KUALA LUMPUR: HSS Engineers Bhd, an established engineering and project management consultancy group with extensive experience in delivering major infrastructure projects across Malaysia and the region, reported a marked improvement in profitability for the Q1 ended March 31, 2026 (FY26).

The group recorded a 127.4% year-on-year profit-before-tax growth to RM5.6 million, while profit after tax surged 151.8% to RM3.5 million, on the back of revenue of RM46.0 million.

The company achieved stronger profitability mainly by improving profit margins through a more favourable project mix and enhanced operational efficiency.

In terms of segmental performance, project management continued to be the group’s largest revenue contributor, generating RM21.3 million, which accounted for 46.2% of total revenue. Engineering design brought in RM11.7 million, and construction supervision brought in RM10.6 million.

Meanwhile, digital services revenue nearly doubled to RM0.7 million, supported by contributions from the EDOTCO project, in line with the group’s strategy to expand into higher-value, technology-enabled engineering solutions.

Geographically, Malaysia remained HSS Engineers’ core market, contributing RM42.6 million, or 92.6% of total revenue, underscoring the group’s strong domestic presence.

The Philippines led overseas revenue contributions at RM2.8 million, followed by India at RM0.6 million, reflecting HSS Engineers’ regional footprint.

As of March 31, 2026, the group’s unbilled order book stood at RM2.1 billion, providing earnings visibility for up to 8 years.

Project management accounted for 80.5% of the total order book, followed by engineering design at 13.3% and construction supervision at 5.8%.

In addition, the group’s active tender book stood at RM525.0 million, supporting continued opportunities for order replenishment.

Commenting on the group’s performance and outlook, executive vice chairman Tan Sri Ir. Kuna Sittampalam said the group remained well-positioned to benefit from Malaysia’s accelerating infrastructure development cycle.

He said the Budget 2026’s RM81 billion development expenditure allocation, complemented by approximately RM50 billion from government-linked investment companies and government-linked companies, brings total estimated development-related spending to RM131.3 billion.

It is expected to create a highly favourable operating environment across the transportation, water, rail, and renewable energy sectors.

“The group continues to execute key national infrastructure projects, including East Coast Rail Link, Pan Borneo Sabah Highway (Phase 1A), Klang Valley Double Tracking Phase 2, and multiple PAAB water infrastructure assignments.

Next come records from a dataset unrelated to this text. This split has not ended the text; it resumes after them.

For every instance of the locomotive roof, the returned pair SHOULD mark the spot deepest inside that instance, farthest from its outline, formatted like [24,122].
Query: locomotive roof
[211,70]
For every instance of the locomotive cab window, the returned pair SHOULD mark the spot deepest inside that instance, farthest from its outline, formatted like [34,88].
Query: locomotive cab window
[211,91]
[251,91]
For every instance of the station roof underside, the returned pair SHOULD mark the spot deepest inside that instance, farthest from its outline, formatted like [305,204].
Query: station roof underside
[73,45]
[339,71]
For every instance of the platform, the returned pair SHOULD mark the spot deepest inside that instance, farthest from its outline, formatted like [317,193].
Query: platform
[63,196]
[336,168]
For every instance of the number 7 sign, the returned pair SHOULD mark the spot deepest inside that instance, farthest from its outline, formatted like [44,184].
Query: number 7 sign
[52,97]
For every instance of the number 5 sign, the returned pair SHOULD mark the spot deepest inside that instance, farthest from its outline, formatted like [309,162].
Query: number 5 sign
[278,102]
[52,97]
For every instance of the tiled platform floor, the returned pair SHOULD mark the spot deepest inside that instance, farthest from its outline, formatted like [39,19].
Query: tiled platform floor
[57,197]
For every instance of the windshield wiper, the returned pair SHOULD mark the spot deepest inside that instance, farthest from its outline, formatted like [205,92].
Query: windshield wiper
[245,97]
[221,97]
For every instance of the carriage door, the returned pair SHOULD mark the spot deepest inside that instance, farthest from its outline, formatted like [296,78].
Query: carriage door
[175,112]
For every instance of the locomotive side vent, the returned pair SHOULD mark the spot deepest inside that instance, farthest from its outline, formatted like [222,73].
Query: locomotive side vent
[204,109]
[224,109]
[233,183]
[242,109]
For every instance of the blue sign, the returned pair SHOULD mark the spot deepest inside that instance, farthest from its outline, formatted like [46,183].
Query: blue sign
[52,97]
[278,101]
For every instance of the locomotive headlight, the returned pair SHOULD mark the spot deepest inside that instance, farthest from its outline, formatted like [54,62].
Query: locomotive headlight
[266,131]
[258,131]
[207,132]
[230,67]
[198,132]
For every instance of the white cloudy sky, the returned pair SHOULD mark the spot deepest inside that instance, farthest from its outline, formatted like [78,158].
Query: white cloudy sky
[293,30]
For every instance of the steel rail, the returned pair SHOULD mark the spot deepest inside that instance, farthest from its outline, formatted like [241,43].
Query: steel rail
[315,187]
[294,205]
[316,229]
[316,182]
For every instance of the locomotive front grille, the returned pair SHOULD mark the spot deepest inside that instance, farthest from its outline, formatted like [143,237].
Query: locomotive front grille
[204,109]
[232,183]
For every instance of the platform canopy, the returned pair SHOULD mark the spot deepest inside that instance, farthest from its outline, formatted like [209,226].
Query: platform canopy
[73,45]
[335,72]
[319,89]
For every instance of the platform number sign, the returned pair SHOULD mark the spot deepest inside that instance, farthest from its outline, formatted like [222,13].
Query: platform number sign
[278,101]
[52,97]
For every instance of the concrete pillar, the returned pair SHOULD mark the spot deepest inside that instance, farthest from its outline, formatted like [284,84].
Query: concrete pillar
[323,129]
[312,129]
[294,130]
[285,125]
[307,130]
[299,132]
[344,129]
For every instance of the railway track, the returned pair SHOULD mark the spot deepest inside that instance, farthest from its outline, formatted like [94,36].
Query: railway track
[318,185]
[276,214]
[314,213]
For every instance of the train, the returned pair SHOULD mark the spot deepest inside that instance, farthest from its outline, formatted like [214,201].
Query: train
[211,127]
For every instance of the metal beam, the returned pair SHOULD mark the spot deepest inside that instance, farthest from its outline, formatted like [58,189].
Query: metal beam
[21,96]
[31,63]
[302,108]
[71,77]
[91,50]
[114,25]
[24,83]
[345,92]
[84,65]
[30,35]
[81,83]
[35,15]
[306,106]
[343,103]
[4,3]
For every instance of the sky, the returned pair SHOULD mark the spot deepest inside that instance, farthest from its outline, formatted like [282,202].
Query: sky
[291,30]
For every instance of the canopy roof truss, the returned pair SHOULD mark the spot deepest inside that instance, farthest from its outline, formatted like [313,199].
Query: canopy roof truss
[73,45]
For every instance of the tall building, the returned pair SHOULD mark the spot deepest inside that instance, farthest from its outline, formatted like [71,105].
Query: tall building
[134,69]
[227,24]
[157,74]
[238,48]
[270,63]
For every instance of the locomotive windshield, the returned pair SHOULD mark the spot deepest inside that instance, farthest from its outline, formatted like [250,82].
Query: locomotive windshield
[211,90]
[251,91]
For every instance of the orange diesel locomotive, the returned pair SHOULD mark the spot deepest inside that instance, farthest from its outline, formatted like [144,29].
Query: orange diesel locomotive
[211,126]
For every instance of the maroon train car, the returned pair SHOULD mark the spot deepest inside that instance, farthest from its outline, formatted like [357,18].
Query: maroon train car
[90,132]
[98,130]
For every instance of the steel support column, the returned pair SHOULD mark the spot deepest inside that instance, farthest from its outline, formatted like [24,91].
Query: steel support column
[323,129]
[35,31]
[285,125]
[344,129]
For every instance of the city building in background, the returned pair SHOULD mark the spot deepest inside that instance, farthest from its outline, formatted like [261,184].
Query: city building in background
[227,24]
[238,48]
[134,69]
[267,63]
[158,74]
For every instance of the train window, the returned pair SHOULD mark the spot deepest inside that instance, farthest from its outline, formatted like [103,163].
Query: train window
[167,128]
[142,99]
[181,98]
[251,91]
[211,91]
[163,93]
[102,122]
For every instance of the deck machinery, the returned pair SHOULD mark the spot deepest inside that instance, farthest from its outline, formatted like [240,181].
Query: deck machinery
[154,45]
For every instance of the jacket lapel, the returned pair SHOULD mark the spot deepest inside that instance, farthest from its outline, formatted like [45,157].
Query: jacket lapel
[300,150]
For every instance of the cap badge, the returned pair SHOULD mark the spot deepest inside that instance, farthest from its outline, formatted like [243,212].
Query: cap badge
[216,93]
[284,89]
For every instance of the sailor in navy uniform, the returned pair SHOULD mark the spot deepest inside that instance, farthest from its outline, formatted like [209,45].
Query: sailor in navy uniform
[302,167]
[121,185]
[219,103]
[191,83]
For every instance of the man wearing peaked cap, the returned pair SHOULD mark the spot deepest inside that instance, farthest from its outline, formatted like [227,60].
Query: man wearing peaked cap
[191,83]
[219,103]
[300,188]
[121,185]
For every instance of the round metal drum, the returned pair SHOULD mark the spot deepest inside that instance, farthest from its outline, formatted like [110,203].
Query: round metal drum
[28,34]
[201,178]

“Internationally, HSS Engineers is expanding its presence through strategic consultancy roles in India and the Philippines and is progressing two renewable energy projects, a 95MW large-scale solar plant project in Hilir Perak and a 29.99MW solar plant project in Kedah, which are expected to contribute positively to long-term recurring income,” he said.

Looking ahead, the group remains encouraged by the strong infrastructure spending outlook in Budget 2026 and expects continued opportunities arising from public infrastructure investments, private-sector participation, and technology-enabled engineering solutions.